As a Gibbon Rehab Volunteer, you will help to care for gibbons that were victims of the illegal widlife trade. Sadly, this pet trade is rampant in Asia. Because wild gibbons live in close-knit families, the capture of one cute baby often involves the killing of the entire family group because parents will vigorously defend their young. These adorable baby gibbons are then sold to ignorant buyers. These days, it is easier because of the use of Social Media where the illegal traders can easily sell their captives by posting cute animal images.
Once the apes get bigger, the owners can no longer cope with them. Sometimes they will give up the animal voluntarily. Or, the gibbon is confiscated by the local Wildlife Department. However, the physical and mental damage to the young gibbon has already been done. Physically, they are usually malnourished because they have not received a proper diet, but human food instead. Mentally, the damage is worse, because they have lost the chance to learn natural skills, such as tree swinging and foraging, from their parents. Devastatingly, the lack of these natural skills may condemn them to spending the rest of their life in captivity, even in a rescue centre or sanctuary.
A long and difficult rehabilitation process
The rehab process is long and intensive. Young gibbons need surrogate mothers, often primate keepers at the rescue centre. So, they will need to fulfill the role of teacher to stimulate natural behaviour. The gibbon must learn natural survival skills before it can be released back into the wild. Normally, it requires 5 to 10 years for each gibbon to learn such behaviours. Then they have a chance to be free, provided a safe place can be found where poachers cannot catch them.
The role of a Gibbon Rehab Volunteer is to assist the primate keepers with food preparation, feeding and enrichment. You will also do daily cleaning of the enclosures.
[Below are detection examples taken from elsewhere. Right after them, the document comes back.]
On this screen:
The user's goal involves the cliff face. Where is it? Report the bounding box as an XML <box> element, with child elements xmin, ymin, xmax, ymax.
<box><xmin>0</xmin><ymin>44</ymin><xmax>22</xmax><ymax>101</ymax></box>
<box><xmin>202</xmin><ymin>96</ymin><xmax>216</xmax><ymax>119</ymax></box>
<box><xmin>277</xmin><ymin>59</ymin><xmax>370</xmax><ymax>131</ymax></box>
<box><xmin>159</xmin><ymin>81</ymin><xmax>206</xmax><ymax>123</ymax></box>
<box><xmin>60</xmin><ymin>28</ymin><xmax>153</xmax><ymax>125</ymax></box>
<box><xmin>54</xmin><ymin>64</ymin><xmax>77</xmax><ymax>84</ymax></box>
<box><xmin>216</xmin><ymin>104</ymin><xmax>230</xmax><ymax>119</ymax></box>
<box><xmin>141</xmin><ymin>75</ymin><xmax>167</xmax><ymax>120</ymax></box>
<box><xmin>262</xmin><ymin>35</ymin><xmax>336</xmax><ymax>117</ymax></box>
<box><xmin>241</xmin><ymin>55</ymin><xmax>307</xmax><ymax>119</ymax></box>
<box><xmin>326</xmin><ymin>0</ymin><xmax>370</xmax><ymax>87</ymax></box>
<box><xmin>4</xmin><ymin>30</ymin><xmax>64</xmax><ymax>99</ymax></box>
Moreover, there is scope to do animal observation studies.
Responsible interaction with primates to allow release into the wild
Our project follows professional guidelines for rehabilitation and re-introduction into the wild. So, you will learn that physical contact must be kept to a minimum. Not just because primates need to learn natural behaviour, away from human contact. There is also a risk of transmitting diseases between humans and primates. So proper vaccinations are required for a gibbon rehab volunteer.